With equine flu forcing horse racing to be shut down nationwide, horse owners run the risk of being uninsured if their animals are not vaccinated against against this virus.
The British Horseracing Authority (BHA) called off all four horse racing meeting fixtures due to take place on Thursday February 7, after three vaccinated horses tested positive for equine flu.
This afternoon, the BHA announced that racing will not resume until Wednesday February 13 at the earliest, including fixtures scheduled by the Point-to-Point Authority.
This is the latest in a series of outbreaks of the disease in 2019 – with others reported in Essex, Cheshire, Derbyshire, Lincolnshire, Yorkshire and Suffolk.
Concern over the spread of the highly-contagious disease has thrown all upcoming meetings into doubt and sparked worry amongst the bloodstock industry, which is preparing for the new breeding season.
Horse owners should contact their broker to check what the terms of their policy are and see what protection it offers. Equine flu is generally not specifically excluded from equine insurance cover, but it is commonly a condition of a policy that the insured horse must be vaccinated against equine flu.
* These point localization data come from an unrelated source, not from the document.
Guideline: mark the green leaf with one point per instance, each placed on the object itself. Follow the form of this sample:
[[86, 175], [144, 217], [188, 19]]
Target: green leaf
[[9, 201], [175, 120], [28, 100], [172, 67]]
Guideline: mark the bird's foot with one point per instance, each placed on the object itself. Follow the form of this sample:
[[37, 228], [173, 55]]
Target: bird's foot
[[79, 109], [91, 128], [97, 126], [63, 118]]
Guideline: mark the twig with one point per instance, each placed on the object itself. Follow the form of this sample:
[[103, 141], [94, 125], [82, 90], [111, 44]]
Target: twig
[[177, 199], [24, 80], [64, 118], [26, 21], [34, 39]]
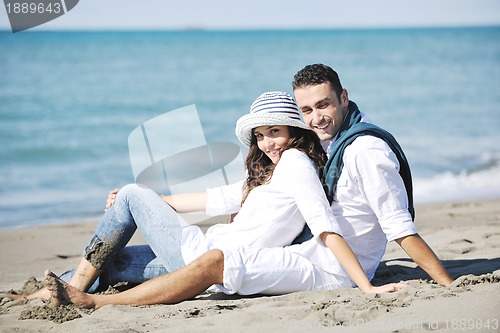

It is always the case that the insured must at all times provide proper care and attention to the insured horse and do all things possible to minimise any loss.
All British racehorses are vaccinated against equine flu but it is not compulsory for the wider horse population to be vaccinated against the disease.
This strain has affected vaccinated horses, although symptoms are usually more mild than in unvaccinated horses and include a raised temperature, a cough and nasal discharge.
Horse owners that do not race are urged to consider vaccinating their animals, if they haven’t already done so, and racehorse trainers should follow BHA advice to give horses who haven’t had a vaccination in the past six months a booster and follow precautionary measures.
This is a serious situation for all horse owners, as we wait to see what the full impact of this disease will be.